ABRS 6-3-2013 LJN BZ3391 Van een vreemdeling is een verblijfsvergunning ingetrokken. Die beslissing wordt na bezwaar herroepen. De vreemdeling heeft als gevolg daarvan gedurende twee jaren geen toegang gehad tot Nederland. Hij vraagt om vergoeding van de schade die hij daardoor geleden heeft. De minister wijst de vordering af en beroept zich op verjaring. De vraag is of dit beginsel van verjaring ook in het bestuursrecht geldt. De Afdeling overweegt als volgt.
“5.1. Zoals de Afdeling eerder heeft overwogen (onder meer uitspraak van 3 juli 2002 in zaak nr. 200100019/1 JB 2002/242), kan bij de beoordeling van de verjaring van een vordering tot vergoeding van schade, gebaseerd op een onrechtmatige daad van een bestuursorgaan, aansluiting worden gezocht bij het civiele recht. Uit een oogpunt van rechtszekerheid dient er daarbij vanuit te worden gegaan dat de in artikel 3:310, eerste lid, van het Burgerlijk Wetboek gestelde verjaringstermijn van vijf jaren een aanvang neemt op het tijdstip, waarop de onrechtmatigheid van het besluit, waarop het verzoek is gegrond, onherroepelijk vast staat.
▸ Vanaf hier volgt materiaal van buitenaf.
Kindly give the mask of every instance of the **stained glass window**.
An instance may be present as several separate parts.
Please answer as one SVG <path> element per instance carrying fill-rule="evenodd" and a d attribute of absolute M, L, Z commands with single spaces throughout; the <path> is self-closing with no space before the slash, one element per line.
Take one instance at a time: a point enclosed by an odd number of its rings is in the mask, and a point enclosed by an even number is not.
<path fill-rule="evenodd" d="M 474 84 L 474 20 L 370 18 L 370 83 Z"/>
De onrechtmatigheid van het besluit van 23 februari 2004 is met dat van 2 augustus 2007 komen vast te staan. [appellant] heeft zijn verzoek om vergoeding van schade als gevolg van het eerste besluit binnen vijf jaren na het tweede ingediend. De rechtbank heeft dan ook ten onrechte overwogen dat de vordering ingevolge artikel 3:310, eerste lid, van het Burgerlijk Wetboek is verjaard.”